116 3rd St SE
Cedar Rapids, Iowa 52401
Marion church vote on leaving ELCA fails
N/A
Jan. 31, 2011 6:01 am
MARION - A Marion church failed Sunday to attain a two-thirds majority in a vote that would have meant the nearly 1,800-member congregation would leave the Evangelical Lutheran Church in America.
The congregation at St. Mark's Faith and Life Center, 8300 C Ave. in Marion, took its second of two votes Sunday to leave the ELCA, the largest Lutheran denomination in the United States. The first vote, on Oct. 3, passed with a 67.1 percent majority.
Of the 633 rostered voters who cast ballots Sunday afternoon, 381 voted in favor of leaving the denomination while 252 voted to stay, the church's pastor said.
“It's 60 percent (who voted to leave), so the vote to leave the ELCA failed,” said the Rev. Perry Fruhling.
According to the ELCA, leaving the denomination requires two separate approvals. If the October vote to leave had failed, there would not have been a second vote.
However, the proposal could still come up for another set of votes in the future.
The issue at the core of the movement to leave the denomination is an August 2009 decision by the ELCA's Churchwide Assembly to allow non-celibate gay and lesbian clergy to serve as pastors.
The Marion congregation started a series of discussions and forums after that decision. During a church meeting in January 2010, the St. Mark's congregation passed a resolution declaring marriage was between “one man and one woman.”
Fruhling and other church leaders had expressed their desire to leave the ELCA throughout the discussion process.
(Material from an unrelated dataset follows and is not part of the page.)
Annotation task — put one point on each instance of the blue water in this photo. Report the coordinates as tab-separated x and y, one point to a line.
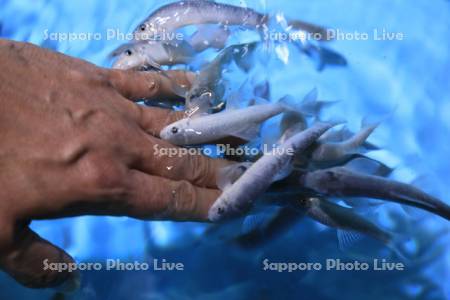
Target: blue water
410	77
He declined to say whether he was disappointed with the vote Sunday.
“St. Mark's continues to be open and to invite every member to consider the aspects of all the issues. Our process was committed to giving everyone in the community of faith a voice,” he said.
The Rev. Michael Burk, bishop of the Southeastern Iowa Synod of the ELCA, of which St. Mark's is a member, said he hopes to work with Fruhling to bring unity back to the congregation.
“There will be a lot of work to do, but it needs work that I will be doing with Pastor Fruhling,” he said.
In an open letter to the congregation Sunday, Fruhling said that should the vote to leave fail, there would a movement by the ELCA and its bishops to change the leadership of the church.
“There is precedent in other synods for removing pastors from the clergy roster when the vote to leave the ELCA did not pass,” he wrote.
Burk said Sunday there would be no such movement, and that it is up to Fruhling and the congregation to decide the leadership of the church. According to ELCA policy, congregations name and hire their pastors, not the denomination.